Messier 64, la galaxie à l'œil noir vue sous un nouveau jour
Le 20 mars 2026, les équipes scientifiques de la NASA ont pointé simultanément deux des instruments les plus puissants jamais placés en orbite vers Messier 64, connue sous le nom de galaxie à l'œil noir. L'image composite rendue publique le 12 juin combine les données du télescope spatial Hubble et celles du James Webb Space Telescope, offrant une perspective à plusieurs longueurs d'onde impossible à obtenir avec un seul instrument.
Hubble, dont les capteurs couvrent le spectre ultraviolet, le visible et le proche infrarouge, restitue la structure lumineuse des populations stellaires jeunes et anciennes. Webb, de son côté, explore les bandes du proche et du moyen infrarouge, révélant la distribution de poussières froides et de gaz moléculaires qui demeurent invisibles dans le spectre optique. La combinaison des deux instruments donne à voir Messier 64 sous un angle inédit : la bande sombre caractéristique qui vaut à cette galaxie son surnom apparaît ici non seulement comme un voile opaque de poussières, mais comme une région dynamique où matière et rayonnement interagissent à des températures et des densités très différentes.
Messier 64, localisée à environ 17 millions d'années-lumière dans la constellation de la Chevelure de Bérénice, est depuis longtemps étudiée pour sa structure interne atypique : son disque extérieur tourne en sens inverse par rapport à son cœur, ce qui suggère une fusion galactique passée. Les nouvelles données de Webb devraient permettre aux chercheurs d'affiner les modèles décrivant cette cinématique particulière.

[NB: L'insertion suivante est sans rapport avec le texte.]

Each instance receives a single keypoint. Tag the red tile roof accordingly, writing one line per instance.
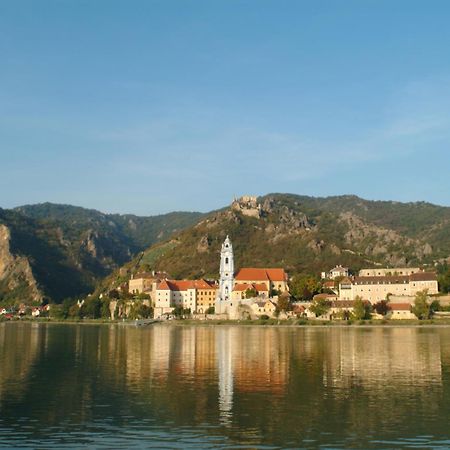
(423, 276)
(184, 285)
(259, 287)
(399, 306)
(255, 274)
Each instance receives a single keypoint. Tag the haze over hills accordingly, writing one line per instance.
(51, 252)
(307, 235)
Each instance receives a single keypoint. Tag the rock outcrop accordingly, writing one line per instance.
(16, 276)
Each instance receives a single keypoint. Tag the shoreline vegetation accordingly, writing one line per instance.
(297, 323)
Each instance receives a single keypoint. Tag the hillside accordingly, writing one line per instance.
(51, 252)
(308, 235)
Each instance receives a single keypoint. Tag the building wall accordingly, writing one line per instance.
(139, 285)
(281, 286)
(376, 292)
(205, 299)
(379, 272)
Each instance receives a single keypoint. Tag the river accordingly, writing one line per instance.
(165, 386)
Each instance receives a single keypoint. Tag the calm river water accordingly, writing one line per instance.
(68, 386)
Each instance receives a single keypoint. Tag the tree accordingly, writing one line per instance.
(105, 311)
(444, 278)
(284, 304)
(381, 307)
(92, 307)
(421, 308)
(304, 287)
(361, 309)
(320, 307)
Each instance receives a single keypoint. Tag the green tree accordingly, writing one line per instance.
(92, 308)
(361, 309)
(421, 308)
(444, 278)
(105, 311)
(320, 307)
(304, 287)
(284, 303)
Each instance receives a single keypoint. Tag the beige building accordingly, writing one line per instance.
(273, 279)
(196, 295)
(336, 272)
(240, 290)
(394, 271)
(400, 311)
(377, 288)
(267, 308)
(206, 295)
(140, 285)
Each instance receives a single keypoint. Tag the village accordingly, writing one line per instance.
(250, 293)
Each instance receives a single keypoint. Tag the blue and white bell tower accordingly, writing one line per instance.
(226, 282)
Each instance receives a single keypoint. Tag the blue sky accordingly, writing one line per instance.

MACS0329-0211 : un essaim de galaxies au service de la cosmologie
La même journée, la NASA publiait une seconde image issue du seul Hubble, cette fois centrée sur l'amas de galaxies MACS0329-0211. Visuellement dense, ce champ révèle des dizaines de galaxies de morphologies variées — elliptiques, spirales, irrégulières — regroupées sous l'effet de leur attraction gravitationnelle mutuelle.
Les amas de galaxies sont parmi les structures les plus massives de l'univers observable. Leur masse totale, dominée à environ 85 % par de la matière noire selon les estimations actuelles, déforme l'espace-temps de façon mesurable. Ce phénomène, prédit par la relativité générale d'Einstein, crée des effets de lentille gravitationnelle : la lumière d'objets encore plus lointains est courbée et amplifiée en passant à proximité de l'amas, permettant d'observer des galaxies situées bien au-delà de ce que les instruments atteindraient sans cet effet naturel.
MACS0329-0211 est précisément l'un de ces amas utilisés comme lentilles naturelles par les astronomes pour sonder l'univers primordial. Hubble, opérationnel depuis 1990 et toujours scientifiquement actif malgré son âge, continue de produire des données de référence sur ce type d'objets.
Une complémentarité qui redéfinit l'astronomie observationnelle
Ces deux publications simultanées illustrent une stratégie d'observation que la NASA et ses partenaires, notamment l'Agence spatiale européenne (ESA) et l'Agence spatiale canadienne (CSA), ont progressivement mise en place depuis la mise en service de Webb en 2022. Plutôt que d'opposer les deux télescopes, les équipes scientifiques les associent pour couvrir un spectre électromagnétique bien plus large qu'aucun des deux instruments ne pourrait couvrir seul.
Hubble apporte la résolution angulaire dans le visible et l'ultraviolet, Webb apporte la sensibilité thermique dans l'infrarouge moyen. Ensemble, ils permettent de caractériser les populations stellaires, la poussière interstellaire, l'histoire de la formation des étoiles et la structure à grande échelle de l'univers avec une précision sans précédent. La question qui reste ouverte est celle de la durée de vie opérationnelle de Hubble : si aucune mission de maintenance n'est actuellement prévue, son remplacement éventuel par un successeur dédié à l'ultraviolet fait l'objet de discussions au sein de la communauté astronomique internationale.